CHICAGO — Avocado oil and purple corn, among other trending ingredients, are featured in products debuting at the Sweets & Snacks Expo from Utz Quality Foods, L.L.C. The company’s Snikiddy brand is introducing Purple Corn Puffs in white cheddar and sea salt varieties. From the Good Health brand, a range of Ridge Cut Potato Chips cooked in avocado oil is set to launch.
The products join a growing portfolio of chips, pretzels and popcorn made with premium, nutritious ingredients such as beans, beets and broccoli.
|Mary Schulman, vice-president of strategy for the Good Health and Snikiddy brands
“Good Health is known for being a trailblazer in healthy snacking,” said Mary Schulman, vice-president of strategy for the Good Health and Snikiddy brands, in an interview with Food Business News.
An extension of the brand’s popular line of Avocado Oil Kettle-Style Potato Chips, the new ridge-cut varieties include sea salt, jalapeño cheddar jack, buffalo and cool blue ranch, and creamy French onion.
Other new offerings from Good Health include Organic Black Bean & Rice Tortillas chips, Gluten Free Pretzels and Veggie Pretzels, which are sprinkled with Himalayan salt and formulated with spinach, broccoli, carrots, tomatoes, beets and shiitake mushrooms.
From Snikiddy, which Ms. Schulman co-founded with her mother in 2006, the new Purple Corn Puffs align with the brand’s mission to deliver healthy, appealing snacks for children, she said.
“These younger snackers, we believe, will think that purple puffs are super fun,” Ms. Schulman said. “They are Non-GMO Project verified and carry the Whole Grain Stamp.
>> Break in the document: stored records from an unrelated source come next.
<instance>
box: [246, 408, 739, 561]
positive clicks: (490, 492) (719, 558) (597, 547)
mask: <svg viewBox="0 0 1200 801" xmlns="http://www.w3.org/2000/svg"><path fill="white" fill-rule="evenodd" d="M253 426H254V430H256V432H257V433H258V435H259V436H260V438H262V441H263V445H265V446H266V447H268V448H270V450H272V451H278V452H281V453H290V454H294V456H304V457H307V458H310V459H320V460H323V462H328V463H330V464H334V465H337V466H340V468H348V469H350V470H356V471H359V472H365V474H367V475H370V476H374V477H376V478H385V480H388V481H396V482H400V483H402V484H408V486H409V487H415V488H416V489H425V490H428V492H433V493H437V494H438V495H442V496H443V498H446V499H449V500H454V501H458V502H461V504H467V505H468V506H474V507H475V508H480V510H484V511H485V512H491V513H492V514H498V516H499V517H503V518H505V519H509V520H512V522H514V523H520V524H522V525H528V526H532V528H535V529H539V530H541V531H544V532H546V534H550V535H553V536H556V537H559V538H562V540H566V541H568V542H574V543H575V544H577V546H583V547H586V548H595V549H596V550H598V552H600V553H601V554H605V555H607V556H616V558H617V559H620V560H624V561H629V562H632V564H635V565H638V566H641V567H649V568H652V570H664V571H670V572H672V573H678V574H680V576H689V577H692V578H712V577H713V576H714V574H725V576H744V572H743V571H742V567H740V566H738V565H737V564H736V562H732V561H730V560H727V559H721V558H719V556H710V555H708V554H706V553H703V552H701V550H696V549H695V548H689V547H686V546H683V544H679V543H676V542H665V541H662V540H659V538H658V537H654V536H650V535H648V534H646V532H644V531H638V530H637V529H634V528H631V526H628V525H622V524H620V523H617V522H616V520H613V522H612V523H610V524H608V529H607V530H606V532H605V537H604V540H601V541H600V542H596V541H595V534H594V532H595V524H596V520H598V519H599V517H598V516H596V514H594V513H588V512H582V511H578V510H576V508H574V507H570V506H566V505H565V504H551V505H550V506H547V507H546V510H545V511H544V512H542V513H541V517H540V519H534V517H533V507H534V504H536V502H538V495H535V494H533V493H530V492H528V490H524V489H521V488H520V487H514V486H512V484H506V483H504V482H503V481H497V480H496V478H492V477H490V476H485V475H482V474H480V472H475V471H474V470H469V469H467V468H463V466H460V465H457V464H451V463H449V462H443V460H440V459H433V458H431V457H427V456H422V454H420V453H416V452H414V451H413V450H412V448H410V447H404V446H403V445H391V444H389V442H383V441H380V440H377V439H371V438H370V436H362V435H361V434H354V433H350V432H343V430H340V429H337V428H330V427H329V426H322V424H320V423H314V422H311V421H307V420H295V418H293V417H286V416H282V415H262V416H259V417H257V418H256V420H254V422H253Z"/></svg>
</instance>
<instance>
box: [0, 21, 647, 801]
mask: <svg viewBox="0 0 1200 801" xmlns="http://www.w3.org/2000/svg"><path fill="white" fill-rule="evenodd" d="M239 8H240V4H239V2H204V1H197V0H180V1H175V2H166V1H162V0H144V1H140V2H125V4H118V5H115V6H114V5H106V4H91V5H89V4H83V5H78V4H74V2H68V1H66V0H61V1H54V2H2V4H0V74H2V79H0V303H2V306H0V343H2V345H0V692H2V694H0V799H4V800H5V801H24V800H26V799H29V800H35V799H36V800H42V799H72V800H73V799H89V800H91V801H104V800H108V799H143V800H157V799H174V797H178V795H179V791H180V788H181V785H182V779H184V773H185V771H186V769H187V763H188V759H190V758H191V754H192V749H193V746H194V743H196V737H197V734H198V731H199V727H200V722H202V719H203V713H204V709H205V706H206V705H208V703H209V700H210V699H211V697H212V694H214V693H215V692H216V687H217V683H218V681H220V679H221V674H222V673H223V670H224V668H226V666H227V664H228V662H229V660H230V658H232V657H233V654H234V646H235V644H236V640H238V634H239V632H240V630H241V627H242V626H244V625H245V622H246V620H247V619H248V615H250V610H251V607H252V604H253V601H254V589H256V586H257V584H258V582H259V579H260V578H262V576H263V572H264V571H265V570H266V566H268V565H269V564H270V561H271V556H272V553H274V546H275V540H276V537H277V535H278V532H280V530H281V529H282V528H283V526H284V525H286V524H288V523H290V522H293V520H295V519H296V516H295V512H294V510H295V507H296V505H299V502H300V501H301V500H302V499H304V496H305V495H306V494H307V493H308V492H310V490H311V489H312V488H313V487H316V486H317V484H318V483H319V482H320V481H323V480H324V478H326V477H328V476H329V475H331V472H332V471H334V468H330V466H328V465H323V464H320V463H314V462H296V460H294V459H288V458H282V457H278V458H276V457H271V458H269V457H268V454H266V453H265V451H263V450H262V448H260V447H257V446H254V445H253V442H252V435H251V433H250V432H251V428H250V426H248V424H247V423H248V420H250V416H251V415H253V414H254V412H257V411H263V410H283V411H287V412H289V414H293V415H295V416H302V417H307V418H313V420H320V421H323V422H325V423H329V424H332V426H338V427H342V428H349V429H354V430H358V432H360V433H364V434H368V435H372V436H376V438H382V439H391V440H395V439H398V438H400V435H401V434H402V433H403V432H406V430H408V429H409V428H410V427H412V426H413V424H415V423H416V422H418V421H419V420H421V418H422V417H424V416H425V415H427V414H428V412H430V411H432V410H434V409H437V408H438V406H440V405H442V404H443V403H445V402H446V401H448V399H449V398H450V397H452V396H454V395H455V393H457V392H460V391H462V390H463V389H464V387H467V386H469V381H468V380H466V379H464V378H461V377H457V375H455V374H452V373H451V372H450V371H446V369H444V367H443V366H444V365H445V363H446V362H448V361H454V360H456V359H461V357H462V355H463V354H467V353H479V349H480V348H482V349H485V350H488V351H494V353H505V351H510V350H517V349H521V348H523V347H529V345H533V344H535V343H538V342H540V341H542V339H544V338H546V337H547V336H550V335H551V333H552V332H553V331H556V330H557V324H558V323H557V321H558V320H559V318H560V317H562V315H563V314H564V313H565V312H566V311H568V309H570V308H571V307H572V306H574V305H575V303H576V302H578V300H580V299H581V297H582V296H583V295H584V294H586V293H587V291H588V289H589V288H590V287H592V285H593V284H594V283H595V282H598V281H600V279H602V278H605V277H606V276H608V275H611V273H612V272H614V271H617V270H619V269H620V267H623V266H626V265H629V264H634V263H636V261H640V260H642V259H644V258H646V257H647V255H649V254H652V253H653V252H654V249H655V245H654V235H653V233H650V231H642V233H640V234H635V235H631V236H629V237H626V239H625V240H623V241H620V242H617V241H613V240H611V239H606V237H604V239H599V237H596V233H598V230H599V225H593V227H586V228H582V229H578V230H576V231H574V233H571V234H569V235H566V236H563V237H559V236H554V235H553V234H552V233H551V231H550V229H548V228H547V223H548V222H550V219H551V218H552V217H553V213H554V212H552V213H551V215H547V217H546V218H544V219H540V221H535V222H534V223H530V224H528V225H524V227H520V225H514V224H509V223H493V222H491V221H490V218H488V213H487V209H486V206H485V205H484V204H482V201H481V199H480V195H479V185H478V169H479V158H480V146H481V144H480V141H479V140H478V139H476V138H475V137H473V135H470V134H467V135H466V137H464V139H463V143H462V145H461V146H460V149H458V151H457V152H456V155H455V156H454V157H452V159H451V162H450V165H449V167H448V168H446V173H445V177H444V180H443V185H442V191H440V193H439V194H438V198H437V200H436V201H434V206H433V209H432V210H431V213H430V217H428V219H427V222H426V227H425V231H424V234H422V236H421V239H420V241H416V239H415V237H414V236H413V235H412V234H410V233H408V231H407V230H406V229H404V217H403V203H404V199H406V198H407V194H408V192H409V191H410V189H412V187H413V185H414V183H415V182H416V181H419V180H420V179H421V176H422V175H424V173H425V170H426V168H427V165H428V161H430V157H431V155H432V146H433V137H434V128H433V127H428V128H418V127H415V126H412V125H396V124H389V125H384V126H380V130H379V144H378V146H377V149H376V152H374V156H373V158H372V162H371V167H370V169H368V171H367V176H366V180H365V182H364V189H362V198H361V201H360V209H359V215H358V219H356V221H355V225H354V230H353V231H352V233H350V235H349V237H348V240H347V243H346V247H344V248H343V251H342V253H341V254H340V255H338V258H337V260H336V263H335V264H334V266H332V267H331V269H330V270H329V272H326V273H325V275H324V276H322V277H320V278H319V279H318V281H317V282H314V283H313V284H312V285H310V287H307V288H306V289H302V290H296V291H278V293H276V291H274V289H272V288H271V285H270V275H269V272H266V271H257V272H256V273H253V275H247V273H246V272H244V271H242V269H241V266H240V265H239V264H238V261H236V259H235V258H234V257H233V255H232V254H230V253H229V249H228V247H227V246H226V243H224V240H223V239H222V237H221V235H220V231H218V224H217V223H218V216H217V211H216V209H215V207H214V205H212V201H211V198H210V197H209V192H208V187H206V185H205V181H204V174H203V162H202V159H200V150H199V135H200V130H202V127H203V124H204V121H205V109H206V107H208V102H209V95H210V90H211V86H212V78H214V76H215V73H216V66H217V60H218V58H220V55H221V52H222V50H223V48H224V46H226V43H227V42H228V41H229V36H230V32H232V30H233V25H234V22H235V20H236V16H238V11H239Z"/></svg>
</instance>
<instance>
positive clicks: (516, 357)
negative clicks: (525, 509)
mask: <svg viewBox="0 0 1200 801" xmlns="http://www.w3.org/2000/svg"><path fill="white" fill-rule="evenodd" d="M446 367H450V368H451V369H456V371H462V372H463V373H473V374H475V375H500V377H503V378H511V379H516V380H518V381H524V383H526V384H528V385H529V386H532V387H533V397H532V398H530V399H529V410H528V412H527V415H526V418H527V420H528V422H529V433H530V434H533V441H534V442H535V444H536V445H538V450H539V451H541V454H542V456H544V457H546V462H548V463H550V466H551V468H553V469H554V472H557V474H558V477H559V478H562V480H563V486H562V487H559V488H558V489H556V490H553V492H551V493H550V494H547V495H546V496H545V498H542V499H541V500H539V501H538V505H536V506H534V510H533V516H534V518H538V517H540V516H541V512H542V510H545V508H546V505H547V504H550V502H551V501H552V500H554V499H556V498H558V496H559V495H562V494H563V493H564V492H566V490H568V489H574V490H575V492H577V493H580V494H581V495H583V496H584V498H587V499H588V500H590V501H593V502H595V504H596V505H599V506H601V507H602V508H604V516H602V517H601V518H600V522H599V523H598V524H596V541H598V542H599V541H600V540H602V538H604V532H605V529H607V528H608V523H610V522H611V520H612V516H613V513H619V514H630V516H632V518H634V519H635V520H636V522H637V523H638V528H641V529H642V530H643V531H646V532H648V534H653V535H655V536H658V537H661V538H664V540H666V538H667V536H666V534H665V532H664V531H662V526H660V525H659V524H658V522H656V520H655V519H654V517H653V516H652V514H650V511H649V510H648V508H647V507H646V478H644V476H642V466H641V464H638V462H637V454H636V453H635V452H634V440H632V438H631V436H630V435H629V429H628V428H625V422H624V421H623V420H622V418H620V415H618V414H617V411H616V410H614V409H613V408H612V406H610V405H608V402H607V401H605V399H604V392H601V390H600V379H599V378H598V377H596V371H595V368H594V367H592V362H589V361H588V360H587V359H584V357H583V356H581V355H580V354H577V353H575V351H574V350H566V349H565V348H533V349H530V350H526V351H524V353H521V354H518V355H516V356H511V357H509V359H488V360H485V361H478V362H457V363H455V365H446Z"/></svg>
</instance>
The purple puff is made with purple corn; it’s a beautiful violet color, and it tastes delicious.”
Snikiddy also is reintroducing its Baked Grilled Cheese Puffs and Baked Mac N’ Cheese Puffs, which are now U.S.D.A. certified organic, and a Baked Fries line made with 70% organic ingredients. The organic overhaul came in response to changing consumer preferences and expectations.
“Particularly people with younger children are looking for that seal of approval, and I think it’s more widely expected now and looked for, and we really felt this was the right thing to do for the consumer,” Ms. Schulman said.
Inspiration for creating Snikiddy struck while Ms. Schulman was pregnant with her first child.
“I grew up eating healthy, and as a mom I wanted to be able to offer healthier snacks to my future children,” she said. “As I looked around the grocery store, I didn’t find snacks that I would have been excited about feeding them because they were laden with artificial flavors and preservatives, and I really wanted to be able to provide my children with a cleaner diet.
“I also knew that children are going to snack; it’s inevitable… I figured other moms like myself would be happy to provide healthier snacks to their families.”
To stay current in the competitive snack market, Ms. Schulman tracks trends in other categories and industries.
“You could look at what restaurants are doing or even completely different verticals like the beauty industry,” she said. “I’m always keeping track of what those trends are, maybe not necessarily in the snacking world, but outside of that, and evaluating if they might translate into the snacking world.”
Utz Quality Foods, the largest privately-held salty snack company in the United States, acquired Good Health in 2014 and Snikiddy in 2015. Both brands are sold in approximately 5,000 retail outlets nationwide.“We think both Good Health and Snikiddy can play within all of the snacking areas and maybe even across other verticals in the store,” Ms. Schulman said. “We haven’t determined that, but we’re always evaluating that and looking to do the best we can do for our consumer and making sure we’re delivering what they need and want.”